Eva was ironing when Nel greeted her, though there was neither an iron nor clothes in her room. She asked Nel to repeat her name, then remembered that she was Wiley Wright’s daughter. Eva then asked how Nel had killed Chicken Little. Nel reminded her that it was Sula who had done that. Eva said there was no difference between them. Anyway, Nel had watched. Nel asked Eva if she thought that Nel was guilty. For some reason, she was whispering. Eva whispered back that no one would have known better than Nel. When Nel asked whom Eva had been talking to, she said that it was Plum who told her things. Nel stood to leave. Eva then confused her with Sula and offered her oranges. After Nel left the room, Eva called after her, but still called her Sula.
Nel thought back to the moment when Chicken Little flew out over the water. She had remained calm, while it was Sula who had cried. She wondered why she hadn’t felt bad, why it had even felt good to see him fall in. For years, she had been proud of the control she had exercised. Now, what had looked like “maturity, serenity, and compassion” for Sula “was only the tranquility that had [followed] a joyful stimulation” (170).
Nel walked into Beechnut Park. The colored cemetery was there. She visited the graves of Plum, Hannah, Sula, and now Pearl. For years, she had thought well of Eva.
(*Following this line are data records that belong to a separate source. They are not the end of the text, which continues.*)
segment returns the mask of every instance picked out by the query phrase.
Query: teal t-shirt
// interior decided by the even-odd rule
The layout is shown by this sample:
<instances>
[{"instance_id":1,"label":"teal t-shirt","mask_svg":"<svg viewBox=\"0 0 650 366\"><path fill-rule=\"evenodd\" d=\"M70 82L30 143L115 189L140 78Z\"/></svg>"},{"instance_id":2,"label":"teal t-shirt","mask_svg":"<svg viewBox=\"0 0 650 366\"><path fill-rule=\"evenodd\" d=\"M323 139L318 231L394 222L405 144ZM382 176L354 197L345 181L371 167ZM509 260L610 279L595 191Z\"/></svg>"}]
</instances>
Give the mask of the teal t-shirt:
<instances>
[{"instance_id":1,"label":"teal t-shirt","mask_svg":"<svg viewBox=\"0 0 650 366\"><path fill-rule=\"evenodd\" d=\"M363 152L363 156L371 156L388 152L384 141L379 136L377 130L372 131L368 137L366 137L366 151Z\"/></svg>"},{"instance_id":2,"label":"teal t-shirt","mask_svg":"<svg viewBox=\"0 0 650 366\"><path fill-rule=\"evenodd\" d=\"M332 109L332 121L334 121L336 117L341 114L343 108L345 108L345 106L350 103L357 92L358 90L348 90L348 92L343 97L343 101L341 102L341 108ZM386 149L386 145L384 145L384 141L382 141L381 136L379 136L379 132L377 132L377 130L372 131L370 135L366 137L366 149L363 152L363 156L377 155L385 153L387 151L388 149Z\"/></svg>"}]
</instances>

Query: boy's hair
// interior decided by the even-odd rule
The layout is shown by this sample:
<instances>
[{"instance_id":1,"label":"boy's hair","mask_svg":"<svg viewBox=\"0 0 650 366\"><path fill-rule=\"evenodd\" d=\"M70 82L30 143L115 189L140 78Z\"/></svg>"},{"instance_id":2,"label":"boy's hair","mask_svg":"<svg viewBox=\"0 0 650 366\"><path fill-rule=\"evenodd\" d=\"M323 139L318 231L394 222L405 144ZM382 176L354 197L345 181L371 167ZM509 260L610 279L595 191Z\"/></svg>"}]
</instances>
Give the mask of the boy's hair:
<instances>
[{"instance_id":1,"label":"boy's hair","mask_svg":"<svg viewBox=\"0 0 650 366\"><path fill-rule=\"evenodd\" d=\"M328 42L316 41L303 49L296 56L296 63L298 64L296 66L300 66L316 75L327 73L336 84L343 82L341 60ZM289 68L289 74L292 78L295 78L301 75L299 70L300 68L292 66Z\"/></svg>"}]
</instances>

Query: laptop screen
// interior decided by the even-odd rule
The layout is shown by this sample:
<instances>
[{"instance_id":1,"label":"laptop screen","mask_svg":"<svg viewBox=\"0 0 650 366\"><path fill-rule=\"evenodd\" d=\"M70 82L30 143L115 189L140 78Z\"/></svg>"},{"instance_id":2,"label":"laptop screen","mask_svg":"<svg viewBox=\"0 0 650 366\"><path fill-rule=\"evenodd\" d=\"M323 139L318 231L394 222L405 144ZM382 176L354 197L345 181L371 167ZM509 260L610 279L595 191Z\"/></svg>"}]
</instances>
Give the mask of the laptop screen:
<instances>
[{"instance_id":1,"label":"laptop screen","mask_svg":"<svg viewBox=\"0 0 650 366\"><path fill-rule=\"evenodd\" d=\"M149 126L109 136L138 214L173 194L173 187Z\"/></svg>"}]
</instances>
But now she wondered if the townspeople had been right all along in calling Eva mean. Eva hadn’t gone to Sula’s funeral, which Nel had mistaken for her inability to see her granddaughter lowered into a grave. In fact, no one from the Bottom had gone to her funeral. It was white people who had washed Sula’s body, dressed her, prepared her, and lowered her into the ground. Only after the white people left and Sula was buried did the Black people arrive to sing “Shall We Gather at the River” at her grave.
Nel left the cemetery. On her way out, she passed Shadrack. He was “shaggier, a little older, and still energetically mad” (173). He glanced at her. Then, he stopped and tried to remember where he had last seen her. However, the effort to remember was too much, so he moved along. It had been many years since he had sold fish, due to the river killing them all. Now, he hauled garbage for Sunnydale.
Going in her own direction, Nel suddenly stopped. She felt a twitch and burn in her eye. She called Sula’s name and gazed “at the tops of trees” (174). Talking aloud to no one, she said, for so many years, it was Jude whom she thought she had missed. Nel collapsed into a wail of despair for the friendship she had lost.
The final chapter starts in the year in which the Voting Rights Act passed, and one year after the Civil Rights Act passed, ending legal segregation in public spaces. This also resulted in both a steady decline in activism and the disintegration of many traditionally Black communities. Morrison describes shifts in Medallion with the purpose of making that point.
Now 55, Nel gives up on acknowledging that she still had any right to desire. Considering herself old, which she likely connected to her being beyond child-bearing years, she neglects any interest she may have had for companionship and resigned herself to loneliness. She alleviates this by focusing on the care of others, indicated by her visit to Eva.
During the visit, Eva, who suffers from dementia, emphasizes her perspective that Nel and Sula were one and the same during their girlhood. Nel forgot that when she married Jude, privileging her relationship with him over the one with her dearest friend. Nel’s choice was the conventional one, but it required her neglecting key aspects of herself that Jude had no interest in either nurturing or seeing.